House the day after the carnival's ended. But it's not that kind

of fear that Cocker sings about; this is " 'Music from a Bachelor's

Den'

-- the sound of loneliness turned up to ten/ A horror soundtrack

from a

stagnant water-bed." The swelling crescendo of voices and the eerie

tune

grow on you, and the album's initial shocker actually stands out as

one of

the best of the album's 13 songs.

Perhaps most startling are "This Is Hardcore" and the

eight-and-one-half-minute epic "Seductive Barry."

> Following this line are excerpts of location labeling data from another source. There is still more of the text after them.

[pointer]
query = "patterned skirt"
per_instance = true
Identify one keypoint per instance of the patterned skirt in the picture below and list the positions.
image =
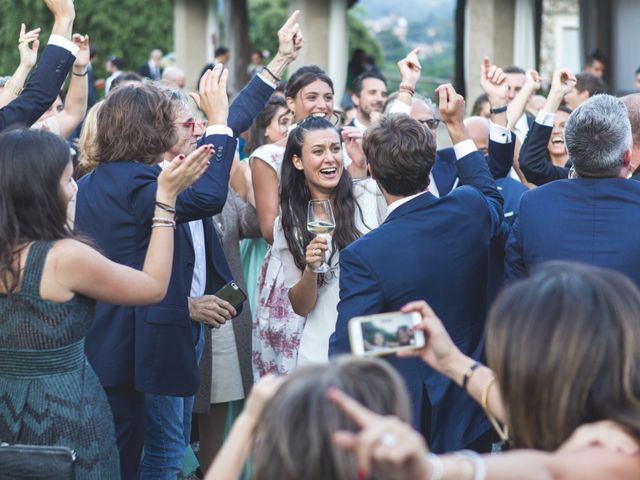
(277, 329)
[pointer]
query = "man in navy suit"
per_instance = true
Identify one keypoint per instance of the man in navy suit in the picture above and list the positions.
(153, 349)
(50, 73)
(587, 218)
(369, 95)
(428, 248)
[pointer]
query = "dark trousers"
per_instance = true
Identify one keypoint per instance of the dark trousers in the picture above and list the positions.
(127, 407)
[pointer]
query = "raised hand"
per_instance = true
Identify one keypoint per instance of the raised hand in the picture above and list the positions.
(83, 55)
(451, 108)
(410, 68)
(28, 44)
(181, 173)
(562, 82)
(211, 310)
(391, 446)
(213, 99)
(494, 83)
(61, 8)
(315, 252)
(290, 38)
(64, 14)
(439, 350)
(533, 81)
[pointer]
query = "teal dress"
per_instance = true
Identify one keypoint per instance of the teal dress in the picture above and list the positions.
(49, 394)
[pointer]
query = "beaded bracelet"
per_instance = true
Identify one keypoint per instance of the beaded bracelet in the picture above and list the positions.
(165, 207)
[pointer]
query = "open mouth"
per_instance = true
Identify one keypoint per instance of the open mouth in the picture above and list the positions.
(329, 172)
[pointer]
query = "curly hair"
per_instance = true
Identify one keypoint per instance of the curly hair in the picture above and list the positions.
(136, 122)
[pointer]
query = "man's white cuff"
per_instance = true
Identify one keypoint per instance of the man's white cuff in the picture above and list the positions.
(62, 42)
(464, 148)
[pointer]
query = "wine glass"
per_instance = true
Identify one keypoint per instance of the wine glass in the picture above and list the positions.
(320, 221)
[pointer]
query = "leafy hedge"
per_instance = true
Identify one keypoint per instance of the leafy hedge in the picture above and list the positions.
(127, 28)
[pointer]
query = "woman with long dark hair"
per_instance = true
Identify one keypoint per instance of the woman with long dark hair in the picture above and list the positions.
(49, 394)
(313, 169)
(563, 350)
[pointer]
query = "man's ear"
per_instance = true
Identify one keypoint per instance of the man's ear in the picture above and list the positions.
(291, 103)
(297, 162)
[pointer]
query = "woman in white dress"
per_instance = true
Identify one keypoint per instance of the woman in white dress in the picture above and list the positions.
(313, 169)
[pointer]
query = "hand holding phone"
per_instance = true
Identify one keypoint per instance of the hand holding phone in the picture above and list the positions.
(385, 333)
(232, 293)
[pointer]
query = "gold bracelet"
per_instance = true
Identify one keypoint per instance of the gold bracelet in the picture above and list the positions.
(503, 432)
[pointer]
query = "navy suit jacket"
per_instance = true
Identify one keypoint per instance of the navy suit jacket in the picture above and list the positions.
(584, 219)
(435, 250)
(41, 90)
(152, 347)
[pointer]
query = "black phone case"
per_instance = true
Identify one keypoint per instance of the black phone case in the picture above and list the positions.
(232, 293)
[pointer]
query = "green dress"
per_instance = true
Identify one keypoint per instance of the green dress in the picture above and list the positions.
(49, 394)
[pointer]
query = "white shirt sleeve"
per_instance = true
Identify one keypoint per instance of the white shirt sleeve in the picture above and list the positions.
(399, 107)
(545, 118)
(62, 42)
(499, 134)
(291, 273)
(218, 130)
(464, 148)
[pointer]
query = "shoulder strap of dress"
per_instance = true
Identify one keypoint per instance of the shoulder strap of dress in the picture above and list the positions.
(34, 266)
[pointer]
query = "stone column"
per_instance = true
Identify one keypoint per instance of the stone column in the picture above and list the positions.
(488, 31)
(324, 24)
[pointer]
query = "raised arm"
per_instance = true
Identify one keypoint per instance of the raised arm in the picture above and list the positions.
(534, 157)
(75, 104)
(28, 44)
(471, 165)
(518, 105)
(207, 196)
(501, 144)
(48, 77)
(252, 99)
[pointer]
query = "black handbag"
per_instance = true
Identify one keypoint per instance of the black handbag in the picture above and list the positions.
(36, 462)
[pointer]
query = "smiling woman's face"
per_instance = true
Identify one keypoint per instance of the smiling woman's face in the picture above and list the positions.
(321, 161)
(556, 145)
(314, 99)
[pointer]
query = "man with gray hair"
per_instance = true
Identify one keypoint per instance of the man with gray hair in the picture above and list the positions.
(586, 218)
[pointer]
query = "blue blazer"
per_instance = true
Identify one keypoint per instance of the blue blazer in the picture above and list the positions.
(152, 347)
(585, 219)
(435, 250)
(41, 90)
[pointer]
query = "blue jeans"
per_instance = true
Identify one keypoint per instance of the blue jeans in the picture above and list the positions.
(167, 431)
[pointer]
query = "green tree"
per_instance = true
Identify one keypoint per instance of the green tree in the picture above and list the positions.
(127, 28)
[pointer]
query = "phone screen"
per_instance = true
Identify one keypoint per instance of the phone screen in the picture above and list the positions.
(385, 333)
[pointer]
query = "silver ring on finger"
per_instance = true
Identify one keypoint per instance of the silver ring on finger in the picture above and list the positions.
(388, 440)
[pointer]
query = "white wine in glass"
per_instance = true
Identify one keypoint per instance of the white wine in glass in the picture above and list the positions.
(320, 221)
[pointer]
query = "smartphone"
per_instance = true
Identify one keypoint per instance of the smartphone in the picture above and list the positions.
(385, 333)
(232, 293)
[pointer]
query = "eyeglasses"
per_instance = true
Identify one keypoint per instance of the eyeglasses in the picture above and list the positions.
(432, 123)
(192, 125)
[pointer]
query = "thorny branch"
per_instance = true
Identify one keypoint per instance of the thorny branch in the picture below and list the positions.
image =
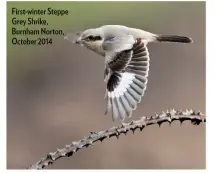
(195, 117)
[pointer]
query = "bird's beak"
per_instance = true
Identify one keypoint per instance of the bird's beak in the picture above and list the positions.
(78, 40)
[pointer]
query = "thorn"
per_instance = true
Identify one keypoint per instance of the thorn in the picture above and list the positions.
(163, 113)
(70, 154)
(87, 145)
(58, 150)
(74, 150)
(173, 112)
(93, 133)
(156, 115)
(68, 146)
(141, 127)
(133, 130)
(102, 138)
(199, 113)
(181, 121)
(124, 132)
(159, 123)
(193, 113)
(74, 143)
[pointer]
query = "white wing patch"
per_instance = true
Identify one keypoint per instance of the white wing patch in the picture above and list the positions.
(126, 80)
(127, 73)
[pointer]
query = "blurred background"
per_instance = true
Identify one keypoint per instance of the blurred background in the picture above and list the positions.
(55, 93)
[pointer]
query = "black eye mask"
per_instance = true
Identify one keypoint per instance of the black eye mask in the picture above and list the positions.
(93, 38)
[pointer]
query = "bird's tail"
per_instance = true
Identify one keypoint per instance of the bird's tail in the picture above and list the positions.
(174, 38)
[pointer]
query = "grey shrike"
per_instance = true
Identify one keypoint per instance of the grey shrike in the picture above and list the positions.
(126, 62)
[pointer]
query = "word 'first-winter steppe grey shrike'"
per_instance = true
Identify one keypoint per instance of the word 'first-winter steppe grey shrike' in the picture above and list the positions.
(126, 62)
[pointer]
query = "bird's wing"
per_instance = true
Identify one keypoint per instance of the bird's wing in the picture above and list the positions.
(126, 75)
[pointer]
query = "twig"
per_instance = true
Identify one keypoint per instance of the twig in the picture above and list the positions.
(195, 117)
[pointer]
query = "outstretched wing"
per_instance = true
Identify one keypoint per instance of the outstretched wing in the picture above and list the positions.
(126, 76)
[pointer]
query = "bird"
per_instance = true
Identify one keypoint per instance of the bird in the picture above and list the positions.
(126, 62)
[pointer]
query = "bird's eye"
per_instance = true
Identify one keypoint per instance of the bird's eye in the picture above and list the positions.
(91, 37)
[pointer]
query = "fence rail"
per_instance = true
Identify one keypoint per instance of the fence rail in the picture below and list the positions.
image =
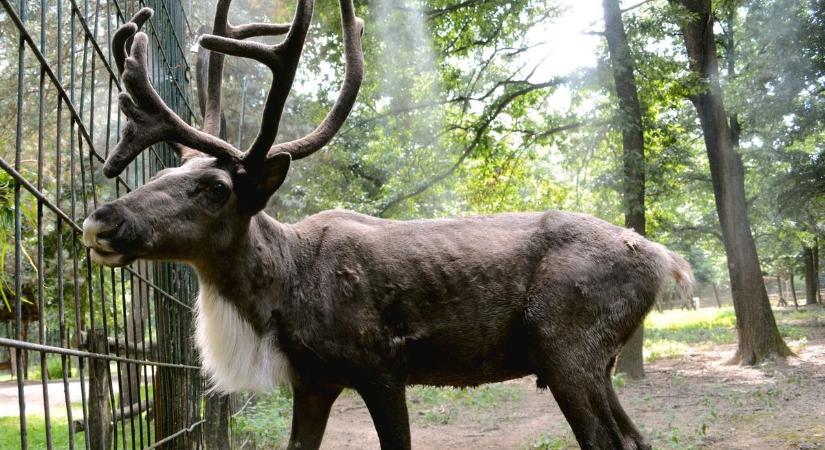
(109, 350)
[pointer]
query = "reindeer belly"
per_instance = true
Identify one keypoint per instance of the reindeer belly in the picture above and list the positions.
(232, 354)
(467, 356)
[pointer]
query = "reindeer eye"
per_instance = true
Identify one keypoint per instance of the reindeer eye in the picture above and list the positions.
(218, 187)
(217, 192)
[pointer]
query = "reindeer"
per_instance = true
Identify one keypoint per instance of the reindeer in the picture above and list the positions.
(344, 300)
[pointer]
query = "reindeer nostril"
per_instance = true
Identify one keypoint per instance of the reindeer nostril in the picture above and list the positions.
(111, 230)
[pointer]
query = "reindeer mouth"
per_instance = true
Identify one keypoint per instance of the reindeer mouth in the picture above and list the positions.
(97, 236)
(110, 258)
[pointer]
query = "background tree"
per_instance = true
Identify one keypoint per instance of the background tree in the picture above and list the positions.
(630, 122)
(758, 335)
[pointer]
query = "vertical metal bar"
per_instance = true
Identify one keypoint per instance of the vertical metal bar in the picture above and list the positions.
(44, 369)
(61, 300)
(18, 232)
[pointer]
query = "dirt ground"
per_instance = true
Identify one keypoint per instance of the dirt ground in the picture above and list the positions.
(693, 401)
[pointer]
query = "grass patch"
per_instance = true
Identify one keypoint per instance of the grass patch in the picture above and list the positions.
(36, 433)
(673, 332)
(266, 423)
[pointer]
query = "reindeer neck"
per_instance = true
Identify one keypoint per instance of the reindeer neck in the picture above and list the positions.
(254, 275)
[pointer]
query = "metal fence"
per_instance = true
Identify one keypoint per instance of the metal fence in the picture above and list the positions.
(109, 350)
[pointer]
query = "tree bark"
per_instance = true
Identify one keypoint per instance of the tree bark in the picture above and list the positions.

From the opening lyrics, "You are hardcore, you make me hard,"

there's no

doubt that this is going to be another one of Cocker's songs about

sexual

memoirs, whether they be real-life experiences or overblown

daydreams. But

instead of the whispered naughtiness of "I Spy" and

"F.E.E.L.I.N.G.C.A.L.L.E.D.L.O.V.E.," sex is reduced to a mechanical

routine befitting a skin flick on the title track: "Oh that goes in

there/

Then that goes in there/ Then that goes in there/ & then it's over."

The

lyrics are equally unimaginative in "Seductive Barry," an

overwrought

sexcapade that features Neneh Cherry's guest vocals (and moans)

with

Cocker's robotic, monotonous recitation of "Don't stop it now/ Now

is so

right." Surprisingly similar in theme and music, these two songs

stand out

as Cocker's most distinct departure from his sex-obsessed ways; no

longer wide-eyed and yearning to get in on the action, Cocker's voice

is as seedy and indifferent as the album's cover art -- a topless

woman overmade up to resemble a sex doll.

"Dishes" starts out with the auspicious lyrics "I am not Jesus though

I

have the same initials -- I am the man who stays home and does the

dishes."

But the song's promise of wit and irony goes unfulfilled as it swiftly

lapses into such unoriginal commonplace as "I'd like to make this

water

wine but it's impossible/ I've got to get these dishes dry." In the

overwhelmingly mundane lyrics of a song about a monotonous daily

task,

Cocker comes his closest ever to flirting with religious themes, and

in the

end he seems to lament but accept that "the earth is where we are."

On "Glory Days" Cocker fancies himself a glam star, and it's one of

the few songs on the

album that you can imagine him writhing around to in all his gangly

splendor. Cocker practically challenges the Thin White Duke for his

title

in the glam-aurous "Party Hard," a further comedown from the "E's

And Whiz"

that finds Cocker philosophizing: "Why do we have to half kill

ourselves

just to prove we're alive?"

The only songs that remotely resemble Different Class are

"I'm A

Man" and "Help The Aged," which was released well in advance of

the album as This Is Hardcore's first U.K. single. These two

songs are the most poppy, with Cocker's voice coming across strong

and clear.

The CD's natural conclusion would seem to be "The Day After The

Revolution"

-- with Cocker uttering "It's over, bye-bye" -- but the strangely

charming,

catchy "Like A Friend" is tacked on as track 13. The album's first

American single -- it's also featured on the Great

Expectations

soundtrack -- "Like A Friend" starts off acoustic and slowly speeds

up,

gaining momentum and instrumentation with Cocker reciting an

amusing list

of metaphors such as "You are the last drink I never should have

drunk/ You

are the body hidden in the trunk/ You are the cut that makes me hide

my

face/ You are the party that makes me feel my age."

In the end, you'll probably miss the old, er, younger Cocker, but you'll

eventually realize that you can't stop yourself from listening to

This

Is Hardcore, in all its glam-schlock brilliance. The sex was stale,

you're battling a pharmaceutically triggered yet pharmaceutically

untouchable hangover and it's as aggravating as the incredibly bright

sunshine that's streaming into your bleary eyes -- it's painful at

first,

but you just can't stop yourself from doing it again and again.